Temos ainda o funil, o púcaro-medida e o prato onde se colocava o púcaro de modo a não haver desperdício de azeite.

À volta da pequena mesa, sentavam-se os trabalhadores nos momentos de partilharem a “bucha”.

As talhas mais pequenas, em folha (latão), de 20,30,40 litros são usadas pelas pessoas para guardar o azeite em casa. Na aldeia, para ir à mesa, ainda há quem use a almotolia que, hoje em dia, é uma peça de artesanato.

Com o passar do tempo, os usos e costumes vão-se alterando e, por exigências comunitárias, as prensas hidráulicas muito vulgarizadas no século passado, estão agora extintas ou, na melhor das hipóteses, os lagares onde eram utilizados estes engenhos, estão agora transformados em locais de interesse turístico e museológico, normalmente associados ao chamado “Turismo Rural”. Este tipo de turismo permite o reviver de experiências do tempo dos nossos avós, tais como: “o varejar” ou “o ripar” da azeitona; o funcionamento do lagar; o fabrico do pão; a apanha da fruta; o fabrico artesanal do queijo e outras.

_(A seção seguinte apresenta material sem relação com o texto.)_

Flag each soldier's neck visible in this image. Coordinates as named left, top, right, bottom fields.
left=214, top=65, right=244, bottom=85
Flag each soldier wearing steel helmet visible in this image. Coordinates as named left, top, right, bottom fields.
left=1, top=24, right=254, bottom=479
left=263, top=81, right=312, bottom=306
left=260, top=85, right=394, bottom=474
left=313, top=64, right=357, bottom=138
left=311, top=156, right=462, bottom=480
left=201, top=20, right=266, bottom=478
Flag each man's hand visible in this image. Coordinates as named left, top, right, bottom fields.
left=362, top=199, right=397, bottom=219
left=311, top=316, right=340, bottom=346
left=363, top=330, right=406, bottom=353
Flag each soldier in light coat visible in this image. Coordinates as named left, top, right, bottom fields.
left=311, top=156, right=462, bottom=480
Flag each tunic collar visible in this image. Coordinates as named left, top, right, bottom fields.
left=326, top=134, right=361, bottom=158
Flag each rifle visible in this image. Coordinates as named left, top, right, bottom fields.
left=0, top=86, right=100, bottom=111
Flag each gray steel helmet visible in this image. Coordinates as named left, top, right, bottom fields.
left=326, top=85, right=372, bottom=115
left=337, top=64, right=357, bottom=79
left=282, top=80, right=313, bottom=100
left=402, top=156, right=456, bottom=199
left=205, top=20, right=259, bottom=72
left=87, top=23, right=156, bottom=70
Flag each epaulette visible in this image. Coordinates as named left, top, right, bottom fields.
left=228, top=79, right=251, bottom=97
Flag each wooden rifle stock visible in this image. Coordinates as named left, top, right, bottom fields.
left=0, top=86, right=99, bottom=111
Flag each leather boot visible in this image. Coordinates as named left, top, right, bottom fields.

Tendo em vista o aspeto pedagógico e a população das nossas escolas, seria útil planear visitas guiadas a estas unidades museológicas (moinhos) para que pudessem compreender as vivências de um passado rural.

GLOSSSÁRIO DE TERMOS RELATIVOS A LAGARES HIDRÁULICOS

Bagaço - Resíduos das azeitonas depois de moídas e prensadas, isto é, após extração de boa parte do azeite e da água.

Bateria - Aparelho complexo, munido de manómetro, gerador da pressão que é transmitida à prensa.

Enseiramento - Conjunto das seiras utilizadas numa prensagem.

Galgas - As mós, em granito, do moinho.

Pás ou penas - Cada uma das asas do rodízio do moinho nas quais bate a água que o move.

Prensa - Aparelho onde se comprime a massa da azeitona moída colocada em seiras ou em capachos.

Roda hidráulica - Recebe e transforma a força viva do curso de água, transformando-a em energia.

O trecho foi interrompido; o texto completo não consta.